Installation view of the At First I Thought It Was a Mannequin series exhibited at Centre Clark, Montreal, March 2018.
In my sculptural work, I have interlocked shapes directly inspired by Victorian paper dolls (see Paper Doll Poems). For my 2018 solo exhibition at Centre Clark, I had these shapes laser cut in wood, painted gold, and then fit together to form queer, sculptural, wooden “dolls”. These figures may alternately be regarded as miniature mannequins, wooden paper dolls, and “narrative architectures”. Many of my dolls were clothed in toilet paper (a tribute to my childhood), printed with images or poems. Other dolls were anthropomorphic “closets” who both wear and contain doll-sized costumes with political slogans. Sometimes, I think of these pictorial closets as “anti-dolls”, pointing to an ironic or despairing absence of the figure, with a reference to the scene in children’s cartoons in which a character runs screaming through a wall, leaving a crisp silhouetted void.
The majority of my past work has centered on the practice of drawing. It is through drawing, sketching, and process-based experimentation on paper that all of my works emerge. My most ambitious recent drawings are created using chalk pastel and archival marker.
Installation view of the At First I Thought It Was a Mannequin series exhibited at Centre Clark, Montreal, March 2018.
Mixed media sculptural wall piece. Part of the At First I Thought It Was a Mannequin series.
My “staircase sculptures” assemble my smaller sculptural sketches – including many pictorial architectures. This is one of many outhouse/closet structures with hinged doors. Rolls of miniature toilet tissue (printed with poems) are fixed to the roof sides.
This sculptural wall piece is part of the At First I Thought It Was a Mannequin series. The work features a poetic pictorial toilet paper dispenser. The viewer is invited to tear a 21-inch poem printed on toilet tissue.

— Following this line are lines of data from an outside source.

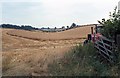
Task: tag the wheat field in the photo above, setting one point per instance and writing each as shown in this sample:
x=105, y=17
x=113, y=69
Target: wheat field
x=29, y=52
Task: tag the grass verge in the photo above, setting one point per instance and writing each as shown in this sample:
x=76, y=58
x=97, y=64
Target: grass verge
x=83, y=61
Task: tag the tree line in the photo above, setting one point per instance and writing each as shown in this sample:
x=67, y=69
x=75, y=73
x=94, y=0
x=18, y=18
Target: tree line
x=24, y=27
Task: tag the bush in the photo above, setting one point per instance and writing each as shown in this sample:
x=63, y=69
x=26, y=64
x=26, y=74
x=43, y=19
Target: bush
x=111, y=25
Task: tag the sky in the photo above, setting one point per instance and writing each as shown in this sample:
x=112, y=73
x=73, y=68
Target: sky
x=55, y=13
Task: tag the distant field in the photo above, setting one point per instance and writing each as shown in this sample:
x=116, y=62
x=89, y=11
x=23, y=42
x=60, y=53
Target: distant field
x=76, y=33
x=30, y=52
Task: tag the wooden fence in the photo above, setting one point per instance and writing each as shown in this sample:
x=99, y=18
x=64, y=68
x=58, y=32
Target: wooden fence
x=106, y=48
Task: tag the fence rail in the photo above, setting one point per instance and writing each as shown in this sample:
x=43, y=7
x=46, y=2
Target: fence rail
x=106, y=48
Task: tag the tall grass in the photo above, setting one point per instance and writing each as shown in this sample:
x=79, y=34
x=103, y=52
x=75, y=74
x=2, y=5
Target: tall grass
x=82, y=61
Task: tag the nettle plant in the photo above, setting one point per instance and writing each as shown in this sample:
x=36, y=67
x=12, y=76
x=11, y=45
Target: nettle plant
x=112, y=25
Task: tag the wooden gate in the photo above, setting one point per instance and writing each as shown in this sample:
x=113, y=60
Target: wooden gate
x=106, y=48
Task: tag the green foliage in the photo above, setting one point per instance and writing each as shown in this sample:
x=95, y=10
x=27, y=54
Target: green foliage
x=111, y=25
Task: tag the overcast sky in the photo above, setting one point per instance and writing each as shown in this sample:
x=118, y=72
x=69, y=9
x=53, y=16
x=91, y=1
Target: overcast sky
x=55, y=13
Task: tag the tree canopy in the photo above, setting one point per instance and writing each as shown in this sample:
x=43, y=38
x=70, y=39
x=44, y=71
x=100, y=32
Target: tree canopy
x=111, y=25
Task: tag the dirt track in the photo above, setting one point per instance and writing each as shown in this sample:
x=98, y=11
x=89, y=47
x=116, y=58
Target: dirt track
x=29, y=56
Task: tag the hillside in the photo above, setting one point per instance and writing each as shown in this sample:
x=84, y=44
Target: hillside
x=24, y=55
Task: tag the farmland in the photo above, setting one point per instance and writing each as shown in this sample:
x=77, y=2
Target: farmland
x=30, y=52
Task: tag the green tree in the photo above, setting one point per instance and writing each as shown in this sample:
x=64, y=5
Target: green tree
x=111, y=25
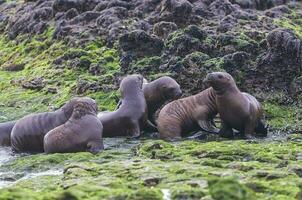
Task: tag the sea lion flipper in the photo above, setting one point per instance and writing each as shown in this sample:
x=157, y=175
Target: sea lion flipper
x=207, y=126
x=118, y=104
x=261, y=129
x=249, y=127
x=150, y=126
x=226, y=131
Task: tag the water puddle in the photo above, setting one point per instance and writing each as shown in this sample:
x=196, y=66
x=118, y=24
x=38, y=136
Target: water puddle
x=8, y=178
x=166, y=193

Bouquet of Mirrors is a mixed media video art installation. When a gallery viewer approaches the gilded mirror, one of seven queer masks is illuminated. (Initially, the poems were presented as puppet plays). The mirror is double-sided so when the video is turned on inside the wall, the lightest parts of the video float to the surface of the mirrored glass. Each animated mask presents a poem consisting of 8-9 rhyming lines.
In this short video the puppet performer presents “The Hostage”.
This sculpture presents a foot-shaped pictorial easel and desk-set organizer with watercolor cakes in the toe nails.